But now I’m old. The articles I’ve read about the changing nature of friendships in adulthood tend to focus on the late twenties and early thirties as the pivot point, but we Orthodox Jews like to get a jump-start on adulthood by marrying early. So now I’m old, and I live in the suburbs and my buffet of friends is gone, or at least a bridge or a tunnel away.
When you’re young and Modern Orthodox and living in New York, you typically live in Washington Heights. I, on the other hand, live in New Jersey, in a small Jewish community that until a year ago I’d heard of only once. I don’t go to grad school, so making friends there is not an option and, as I’m sure everyone is sick of hearing, I won’t have children for some time, a change that, on average, adds nine new friends to a woman’s social circle. I got married and I suddenly found myself best-friendless, feeling a bit like I was holding up a friendship bracelet with no one to give it to.
Of course, my husband is my best friend and all that, but not having a friend I could gossip with from time to time made me realize how much I need estrogen-fueled companionship. Sure, my husband completes me, and I can talk to him about anything, but complaining to someone about lady stuff is entirely less fulfilling when they can’t complain back. There are certain things I need friends for, and not just friends on Gchat.
When we were first married — a whole five and a half months ago — this was much harder for me. Jeremy saw how sad I was living so far from my college friends and he offered to move. “Let’s give it a year,” I bravely told him. We had friends over for Shabbat, and had frequent meals with the one couple we knew in town. We Facebook friended everyone we met in the community, hoping they would turn into real-life friends.
As weeks passed, the urgency to find a new BFF nearby diminished. Nothing changed, except for my own mindset. I realized I was so desperate for friends — couple friends and a female soul mate — that I wasn’t letting it happen naturally. And, importantly, I was terrified of becoming a quiet married couple without the active social life I enjoyed in college. But we’re slowly becoming just that, and it’s simply part of growing up. I wasn’t prepared for that when we got married, but with Jeremy’s patient support and a few bursts of frenzied socializing in the city, I’ve become happier at the thought of spending time just with my husband. And when he’s not there? Well, I do things that I enjoy: writing, reading, even napping.

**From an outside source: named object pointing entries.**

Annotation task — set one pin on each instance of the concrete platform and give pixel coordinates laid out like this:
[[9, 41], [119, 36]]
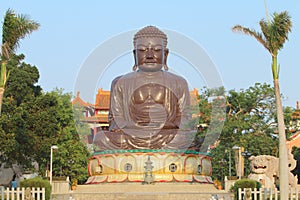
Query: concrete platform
[[137, 191]]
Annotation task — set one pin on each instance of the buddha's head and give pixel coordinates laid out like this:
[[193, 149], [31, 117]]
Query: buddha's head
[[150, 49]]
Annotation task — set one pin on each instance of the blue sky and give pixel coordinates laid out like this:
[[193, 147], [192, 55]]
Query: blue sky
[[71, 30]]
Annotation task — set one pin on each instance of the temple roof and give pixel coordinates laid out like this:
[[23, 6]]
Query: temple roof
[[98, 119], [102, 99], [78, 100], [294, 140]]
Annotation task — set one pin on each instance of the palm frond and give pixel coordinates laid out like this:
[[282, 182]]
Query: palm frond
[[3, 75], [257, 35], [15, 27]]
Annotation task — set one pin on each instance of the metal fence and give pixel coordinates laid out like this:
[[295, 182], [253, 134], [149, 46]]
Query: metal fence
[[22, 193], [265, 193]]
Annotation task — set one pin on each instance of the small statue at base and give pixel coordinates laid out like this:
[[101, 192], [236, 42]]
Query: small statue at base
[[148, 107]]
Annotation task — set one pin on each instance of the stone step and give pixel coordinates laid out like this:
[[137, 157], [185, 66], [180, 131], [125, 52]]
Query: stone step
[[137, 191]]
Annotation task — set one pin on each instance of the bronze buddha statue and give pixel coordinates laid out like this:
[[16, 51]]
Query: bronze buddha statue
[[148, 107]]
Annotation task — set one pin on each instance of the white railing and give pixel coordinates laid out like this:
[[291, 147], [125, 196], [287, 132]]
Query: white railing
[[22, 193], [265, 193]]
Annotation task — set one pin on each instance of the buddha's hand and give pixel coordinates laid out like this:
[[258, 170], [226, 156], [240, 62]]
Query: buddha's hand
[[170, 125]]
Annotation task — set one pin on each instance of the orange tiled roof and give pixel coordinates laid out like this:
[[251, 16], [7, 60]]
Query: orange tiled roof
[[78, 100], [99, 119], [102, 99], [295, 141], [194, 97]]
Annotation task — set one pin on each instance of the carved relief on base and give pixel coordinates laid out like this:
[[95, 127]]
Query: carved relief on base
[[129, 166]]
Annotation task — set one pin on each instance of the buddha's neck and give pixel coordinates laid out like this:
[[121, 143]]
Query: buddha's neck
[[149, 73]]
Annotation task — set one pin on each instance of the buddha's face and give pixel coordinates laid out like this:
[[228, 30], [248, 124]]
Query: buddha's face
[[150, 54]]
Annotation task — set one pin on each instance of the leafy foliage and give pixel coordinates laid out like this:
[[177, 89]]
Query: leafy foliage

Jeremy and I are lucky in that we’re Orthodox and have a natural community built around our synagogue. Someone mentioned that you have to actually go to shul on Shabbat to make grown up friends, and we became more diligent about waking up early on Shabbat mornings to do that. We still have friends over for Shabbat, but we also focus on having quiet weekends with just each other. We have the couple we knew when we moved here, and we see them every few weeks. We have kind-of-friends that we’ve met in the area, and over time, I’m sure, we’ll become real friends with some of them and stay kind-of-friends with the others. And I remind myself that even in college, it took me a year to find the niche I’d been looking for. It wasn’t as simple as walking into a room and pointing; it took time.
My birthday is coming up and if I do have any sort of party with friends it will probably be with the friends I have from high school or college; I don’t have anyone else I feel close enough with yet that I’d want to celebrate with. If I wrote this post a few months ago, I would have cried at the thought that I’m months out of college and don’t have any new friends to party with, but now I’m okay with that. I have my friends from college and high school, and though I might not live near them, they’re always there when I need them.
Part of the idea of marriage is to bind together with another human being; the word marry actually means “to combine,” and the idea of marriage in Jewish tradition, beginning with Adam and Eve, is to be “united…and become one flesh.” It’s all very romantic and wonderful sounding, until you remember somewhere down the line that if you don’t have time apart, you’re probably going to commit some very grave crimes. Or at least fantasize about them.
Jeremy understood this a lot earlier than I did. When we were dating he told me that one of the things he learned from his sister’s relationship with her husband is that they could both be sitting in one room together and doing completely different things for hours at a time. He wanted that same dynamic with his significant other. “Well that’s weird,” I thought, because why the hell would you want to be with someone and not spend time with him? “That’s sweet,” I said, because we were dating and that’s what you say when you’re dating someone and disagree with him.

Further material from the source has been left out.